The project, MySci 6-8, fills a need that has received increased attention on the national stage, the need for students interested and capable in the areas of science, technology, engineering, and math (STEM). With the support of the Monsanto Fund, MySci 6-8 set out to create hands-on modules that would engage middle school students in STEM, by tapping into the collective knowledge of one of the most important stakeholders.
“It was an honor to be asked our opinion,” said Gina Pereda, a fellow MySci collaborator with Spiezio and a teacher in the Ferguson Florissant School District. “I think that every teacher should have the ability or the opportunity to share what they know. There are a lot of great ideas out there, and getting together in a specific spot to do that sharing I think is valuable.”
Pereda and Spiezio, along with two other educators, spent a week in July at the MySci Resource Center writing one module centered on human impacts on the environment. With over 50 years of combined teaching experience, the pair brainstormed new and creative ways to engage students around the topic.

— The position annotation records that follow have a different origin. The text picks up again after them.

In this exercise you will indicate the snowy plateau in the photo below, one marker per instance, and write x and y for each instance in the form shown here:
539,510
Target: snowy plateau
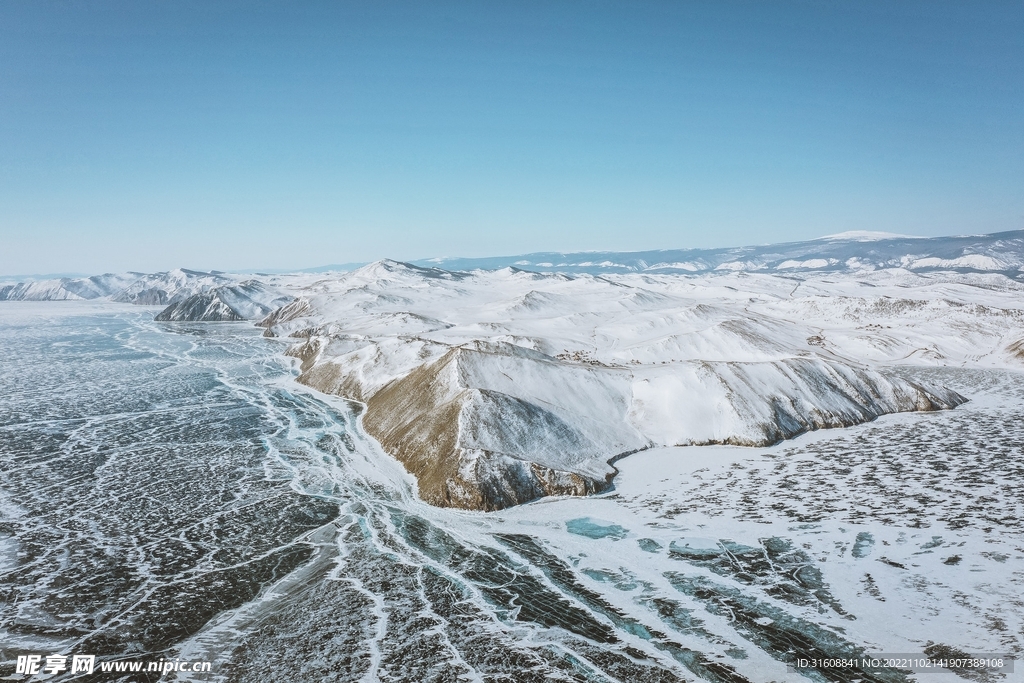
663,466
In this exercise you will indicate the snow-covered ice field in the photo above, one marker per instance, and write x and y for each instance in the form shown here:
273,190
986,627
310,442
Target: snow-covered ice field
170,491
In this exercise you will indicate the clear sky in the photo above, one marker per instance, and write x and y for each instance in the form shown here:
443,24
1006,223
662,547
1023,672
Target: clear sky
236,135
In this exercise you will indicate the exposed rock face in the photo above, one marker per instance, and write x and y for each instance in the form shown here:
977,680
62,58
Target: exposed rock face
244,301
489,425
495,388
471,445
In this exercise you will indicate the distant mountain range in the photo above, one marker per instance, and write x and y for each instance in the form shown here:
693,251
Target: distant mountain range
999,252
222,296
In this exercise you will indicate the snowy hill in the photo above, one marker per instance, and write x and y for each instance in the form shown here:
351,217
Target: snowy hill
187,295
499,387
247,300
848,252
67,289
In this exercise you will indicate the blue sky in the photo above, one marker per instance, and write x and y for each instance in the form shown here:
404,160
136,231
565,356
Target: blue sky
147,135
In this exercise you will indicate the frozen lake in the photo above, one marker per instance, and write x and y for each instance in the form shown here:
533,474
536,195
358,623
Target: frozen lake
168,491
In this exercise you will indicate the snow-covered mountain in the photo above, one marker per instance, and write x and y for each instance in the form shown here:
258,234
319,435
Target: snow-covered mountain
1000,252
65,289
247,300
498,387
187,295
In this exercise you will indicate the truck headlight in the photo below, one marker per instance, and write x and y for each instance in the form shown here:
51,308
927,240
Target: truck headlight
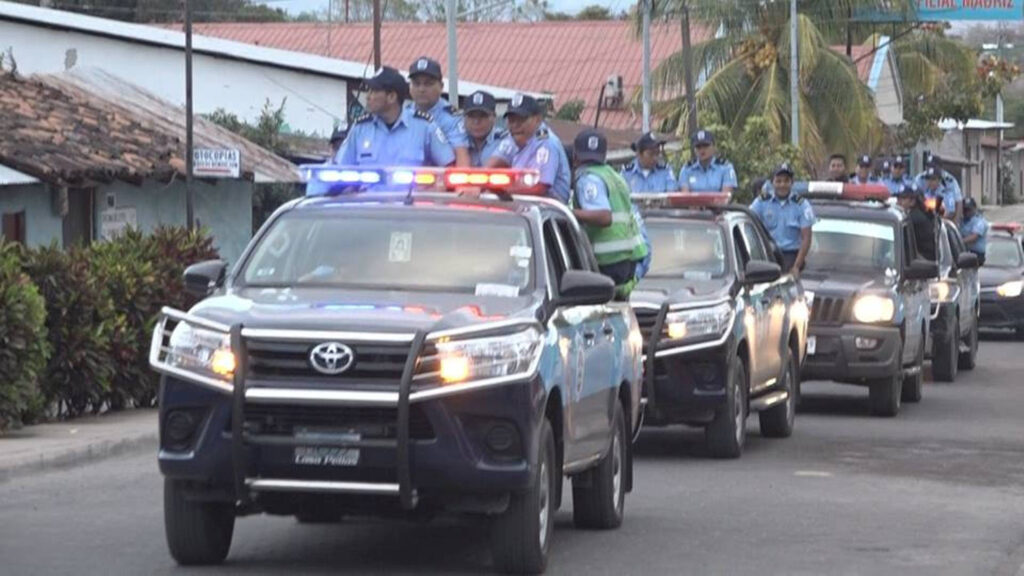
871,309
695,324
477,359
1011,289
201,350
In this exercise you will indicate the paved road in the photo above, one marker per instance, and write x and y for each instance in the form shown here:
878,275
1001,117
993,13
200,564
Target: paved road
939,490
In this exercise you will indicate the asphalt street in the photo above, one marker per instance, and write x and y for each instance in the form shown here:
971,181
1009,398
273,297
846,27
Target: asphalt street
938,490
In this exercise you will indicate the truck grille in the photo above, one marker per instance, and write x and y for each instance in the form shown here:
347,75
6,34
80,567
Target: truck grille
290,361
827,310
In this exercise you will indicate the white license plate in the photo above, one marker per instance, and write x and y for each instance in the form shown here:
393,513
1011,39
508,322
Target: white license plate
326,456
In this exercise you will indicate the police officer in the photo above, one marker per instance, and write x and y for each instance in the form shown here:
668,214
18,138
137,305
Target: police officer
601,203
707,172
975,230
787,217
426,85
483,134
897,177
863,174
530,145
648,172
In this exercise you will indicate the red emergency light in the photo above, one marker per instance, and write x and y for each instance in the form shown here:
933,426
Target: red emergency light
683,199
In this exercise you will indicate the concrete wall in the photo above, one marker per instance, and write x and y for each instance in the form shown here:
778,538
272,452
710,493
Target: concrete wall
314,103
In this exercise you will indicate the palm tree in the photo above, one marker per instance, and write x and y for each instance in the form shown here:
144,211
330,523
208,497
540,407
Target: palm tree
747,73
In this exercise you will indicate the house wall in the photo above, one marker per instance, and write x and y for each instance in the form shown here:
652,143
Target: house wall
42,225
314,103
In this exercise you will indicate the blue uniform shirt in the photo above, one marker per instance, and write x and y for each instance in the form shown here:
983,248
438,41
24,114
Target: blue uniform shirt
978,224
718,174
641,180
450,122
784,219
479,155
543,153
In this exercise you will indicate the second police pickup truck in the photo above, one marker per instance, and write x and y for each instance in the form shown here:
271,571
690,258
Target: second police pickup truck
725,330
400,352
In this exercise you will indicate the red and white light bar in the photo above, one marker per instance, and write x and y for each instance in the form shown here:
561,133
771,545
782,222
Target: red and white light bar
682,199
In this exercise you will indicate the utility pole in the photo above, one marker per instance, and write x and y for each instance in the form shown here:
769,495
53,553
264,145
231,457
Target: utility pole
646,6
691,100
453,54
377,34
794,77
189,193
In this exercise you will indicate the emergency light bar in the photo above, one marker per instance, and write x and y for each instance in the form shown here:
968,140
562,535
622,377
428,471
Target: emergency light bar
682,199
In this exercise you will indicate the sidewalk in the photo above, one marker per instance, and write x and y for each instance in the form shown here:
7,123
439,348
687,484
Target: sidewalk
33,449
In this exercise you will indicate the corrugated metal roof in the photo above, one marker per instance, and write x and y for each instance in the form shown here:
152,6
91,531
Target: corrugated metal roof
570,59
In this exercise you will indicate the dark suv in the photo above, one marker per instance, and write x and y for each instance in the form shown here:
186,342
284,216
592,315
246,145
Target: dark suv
955,306
725,331
869,317
412,353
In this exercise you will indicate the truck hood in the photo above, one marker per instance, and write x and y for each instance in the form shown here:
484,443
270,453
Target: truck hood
320,309
657,291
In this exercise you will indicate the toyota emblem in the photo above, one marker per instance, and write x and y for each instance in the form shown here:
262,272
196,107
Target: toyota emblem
332,358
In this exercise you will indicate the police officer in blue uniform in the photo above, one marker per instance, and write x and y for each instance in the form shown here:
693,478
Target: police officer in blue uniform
707,172
863,174
426,85
897,177
975,230
787,217
530,145
484,136
648,172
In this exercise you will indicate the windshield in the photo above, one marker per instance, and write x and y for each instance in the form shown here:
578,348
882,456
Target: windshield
482,255
839,244
1003,252
690,250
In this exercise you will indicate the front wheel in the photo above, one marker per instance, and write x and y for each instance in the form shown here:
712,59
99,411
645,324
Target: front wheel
198,533
521,536
599,495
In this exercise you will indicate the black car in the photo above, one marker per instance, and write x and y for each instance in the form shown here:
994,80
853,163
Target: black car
955,306
1003,280
869,315
725,330
399,353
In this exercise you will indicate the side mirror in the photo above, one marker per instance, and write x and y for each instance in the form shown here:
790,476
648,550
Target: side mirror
203,278
921,269
582,288
968,260
758,272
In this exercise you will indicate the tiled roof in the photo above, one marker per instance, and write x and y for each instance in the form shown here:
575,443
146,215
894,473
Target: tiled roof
88,126
569,59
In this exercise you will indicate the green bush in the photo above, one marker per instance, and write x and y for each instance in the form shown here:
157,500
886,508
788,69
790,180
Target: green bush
24,347
80,319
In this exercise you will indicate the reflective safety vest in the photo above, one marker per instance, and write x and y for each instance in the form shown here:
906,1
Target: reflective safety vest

“It was neat to get to collaborate with teachers from different districts,” Spiezio said. “And it was fun to hear the ideas that you have in your head get bounced off of someone else that is just as excited about the same topic, as nerdy as it may be.”
This approach of collaboration and teacher-inspired design is not new to MySci. In fact, the program used the same approach to develop 24 units for the elementary level three years ago.
“The importance of teacher leadership is really one of our core beliefs,” said Rachel Ruggirello, the assistant director of the Institute for School Partnership that runs the MySci program. “We believe curriculum that is inspired and written by teachers will more effectively meet their needs and will ultimately result in better students outcomes.”
In addition to writing the lessons, each of the 40 teacher writers had the opportunity to pilot test one or more of the middle school modules in their own classroom. For Spiezio that meant piloting a lesson on the human body written in part by a teacher in her own district.
During one lesson, her students gathered at the back of the classroom, eagerly watching as Spiezio and several student volunteers walked the class through a hands-on model of the human digestive system.
“I could have taught the digestive system today and told the kids to read a section out of that textbook sitting on their table,” Spiezio said. “They would have gotten the same information, but I bet 12 of my 30 students wouldn’t have understood it.”
In Pereda’s eighth grade earth science classes, she experiences similar challenges. Often what works for one group of students, such as reading an informational article or textbook, isn’t effective for another group.
Since piloting the MySci module, Pereda said that the interest level in her class has increased and that the information in the kits is sticking with her students.
“Every kid made gains in their work as far as from the pre to the post (assessment),” Pereda said. “It has proved to me that the kits are a good idea, that the modules are a good idea.”
Moving forward, Pereda and Spiezio will both have the opportunity to pilot more of the hands-on MySci kits, and the comments from these two and other teacher writers will help make the modules better for future use.
“I enjoyed (MySci), and I hope that I have the pleasure of coming back and doing more of it in the future,” Spiezio said. “It’s the way science should be taught, and it’s the way science teachers should be thinking about science.”